Na demanda originária, a parte agravada afirma que foi levada por familiares ao Hospital São Marcos e que lá foi internada em 05.05.2022, passando vários dias internada, em razão de crises epilépticas recorrentes, alterações cognitivas e comportamentais, além de incapacidade de falar e distúrbios dos movimentos. Informou, ainda, ter passado por vários exames de seu estado de saúde, os quais apontaram para uma possível encefalite autoimune. Em seguida, realizado encefalograma, demonstrou-se a desorganização cerebral e alentecimento da atividade cerebral elétrica de base e presença de “Delta Brush”. Afirma que foi requisitado pelo Hospital à administradora do plano de saúde a utilização da medicação necessária ao tratamento da referida enfermidade, e que o referido plano negou o fornecimento.
Diante da negativa do plano de saúde, a Sra. Valeska, ora agravada, moveu Ação Ordinária de Obrigação de Fazer em face do Plano de Saúde ora agravante pleiteando a concessão da tutela antecipada de urgência, no sentido de obrigar a Ré, ora agravante, a custear as medicações Mabthera 500 mg/ml, Difenidramina 50 mg/ml, Dexametasona 10 mg/2,5 inj e Dipirona Sódica 1g/2ml, além de soros, material para procedimento, para acesso periférico e taxas (taxa de sala e taxa de bomba de infusão, que totalizam R$ 35.172,70 (trinta e cinco mil, cento e setenta e dois reais e setenta centavos).
O MM. Juiz a quo deferiu a tutela provisória de urgência.

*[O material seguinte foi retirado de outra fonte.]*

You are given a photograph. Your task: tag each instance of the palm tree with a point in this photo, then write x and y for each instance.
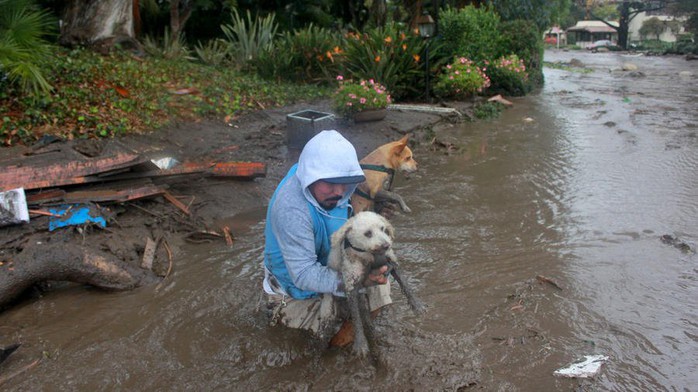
(22, 45)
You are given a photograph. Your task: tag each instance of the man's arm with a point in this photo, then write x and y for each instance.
(293, 228)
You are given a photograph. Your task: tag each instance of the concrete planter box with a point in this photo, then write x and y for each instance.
(302, 126)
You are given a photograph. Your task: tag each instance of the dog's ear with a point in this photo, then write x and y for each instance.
(400, 145)
(339, 235)
(388, 228)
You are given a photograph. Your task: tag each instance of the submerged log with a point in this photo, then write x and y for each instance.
(62, 262)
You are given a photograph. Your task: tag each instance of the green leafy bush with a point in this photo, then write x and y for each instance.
(522, 38)
(508, 76)
(391, 55)
(249, 37)
(104, 96)
(213, 52)
(23, 50)
(311, 55)
(353, 97)
(470, 32)
(461, 79)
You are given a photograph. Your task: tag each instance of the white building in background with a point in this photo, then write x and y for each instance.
(666, 36)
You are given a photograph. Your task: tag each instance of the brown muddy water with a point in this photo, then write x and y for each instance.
(576, 184)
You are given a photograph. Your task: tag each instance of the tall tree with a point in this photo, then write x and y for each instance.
(627, 11)
(97, 23)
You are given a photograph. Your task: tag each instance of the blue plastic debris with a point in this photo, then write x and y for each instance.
(74, 215)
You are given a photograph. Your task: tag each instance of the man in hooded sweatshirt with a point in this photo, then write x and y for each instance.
(310, 204)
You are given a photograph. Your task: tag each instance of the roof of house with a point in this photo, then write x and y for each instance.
(593, 26)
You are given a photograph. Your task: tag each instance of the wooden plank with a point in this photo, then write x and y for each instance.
(66, 173)
(218, 169)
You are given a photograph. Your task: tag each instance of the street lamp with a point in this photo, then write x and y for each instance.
(426, 30)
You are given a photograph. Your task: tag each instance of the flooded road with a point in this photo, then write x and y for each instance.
(573, 186)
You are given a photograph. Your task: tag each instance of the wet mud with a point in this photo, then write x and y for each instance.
(534, 239)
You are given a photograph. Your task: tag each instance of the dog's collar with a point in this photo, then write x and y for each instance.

Insatisfeito com a Decisão, o Plano de Saúde Humana Assistência Médica LTDA. interpôs o vertente Agravo de Instrumento com pedido de efeito suspensivo, ID 7554268, arguindo o preenchimento dos requisitos de admissibilidade recursal e o cabimento do vertente recurso para impugnar decisões interlocutórias. Alega que o Contrato de Plano de Saúde firmado com a parte agravada exclui expressamente de sua cobertura procedimentos não elencados no Rol de Procedimentos elaborado pela Agência Nacional de Saúde (ANS), conforme Cláusula 4ª, XXI. Sustenta que a decisão ora agravada gera obrigações excessivamente onerosas ao plano de saúde ora agravante, haja vista estar em parâmetros de custo muito elevado, fora dos termos contratados, que pode gerar comprometimento ao equilíbrio financeiro do plano. Ao final, requereu o recebimento do recurso, com atribuição de efeito suspensivo aos termos da decisão de piso, ora combatida, além de seu provimento para reformá-la integralmente, desonerando a Agravante de arcar com os custos do medicamento vindicado.
Em Decisão ID 7669947, restou indeferido o efeito suspensivo pretendido, mantendo a decisão agravada em todos os seus termos.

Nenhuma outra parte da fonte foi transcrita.